Today was a bit of a rest compared to yesterday, being just 10kms with an ascent and descent of 300m. Come on legs, you can do it. 🙂
We started in Mancha Blanca village and began heading towards Timanfaya National Park. Our leader, Ramon, was keen to show us a “bug”, actually a scale insect, that lives on some of the cacti of Lanzarote. In fact, it used to be farmed. It was the Cochinilla, the poor things being crushed and used to make the red dye, cochineal. Ramon had been examining suitable cacti and finally found some with clusters of what he wanted to show us. Now we’re getting to the interesting stuff.

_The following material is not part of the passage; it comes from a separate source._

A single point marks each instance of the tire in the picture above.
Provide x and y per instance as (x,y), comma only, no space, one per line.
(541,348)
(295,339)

Our route through the village farming landscape eventually got us to one side of a Timanfaya lava field which we proceed to walk across. The going was flat but rough. These volcanic rocks are quite jagged and sharp and you really don’t want to stumble and fall on them, so constant vigilance was needed watching your footing. Once again, I was glad of the steadying trekking poles.
Having crossed the lava field, we were to be met by another local guide and split into two groups. The Spanish, bless ‘em, had decreed that group sizes in the Timanfaya National Park should be limited to eight. There were 16 of us paying tourists so two groups of eight it was. We would be circumperambulating a caldera, one group going clockwise (including Francine) whilst the other (including me with Ramon) went anticlockwise.
Ramon’s group soon bumped into the NP Gestapo. We innocent bystanders could tell that a disagreement ensued in rapid Spanish. I caught “ocho” and “nueve”. Ah ha! It didn’t take an Einstein to figure out that while we were eight tourists, we numbered nine with our leader and the Gestapo weren’t happy. Ramon apparently had an email from the park authorities stating that eight plus a guide was permitted but the message didn’t seem to have made it through to the troops on the ground. We were eventually allowed to continue. Ain’t bureaucracy wonderful? Oh, your groups of eight/nine aren’t supposed to pee in the park, either – no popping behind a bush. How curious is that? Stay dehydrated is my advice.
This circumperambulation was one of Lanzarote’s unvarying trudges, frankly. It used to be permitted to walk up the side of the caldera and peek into the crater but this practice had been stopped. Given that there wouldn’t be any bubbling lava to look at, I wasn’t sorry. Plants clinging to the sides made for some light relief.
At the end of our circuit we stopped for lunch before returning along a road to our bus. Our bus took us to a bodega at La Geria, a bodega naturally being another more interesting place. La Geria is famed for its unique vineyards; the local farmers have devised an ingenious way to cultivate wine in this harsh environment, creating funnel shaped pits protected with low dry stone walls in which to grow Malvasia grapes. Guess which way the prevailing wind blows. We’d seen a few other designs to protect the vines, too.
Our tasting in the bodega at La Geria confirmed something that we’d suspected at dinners: Lanzarote wines are actually very good. They are not cheap, though, being around €10 a bottle in supermarkets. Given the landscape and farming methods, production is necessarily quite low so they seem to be used for the local market rather than exported.
One of the more interesting days for me, so far.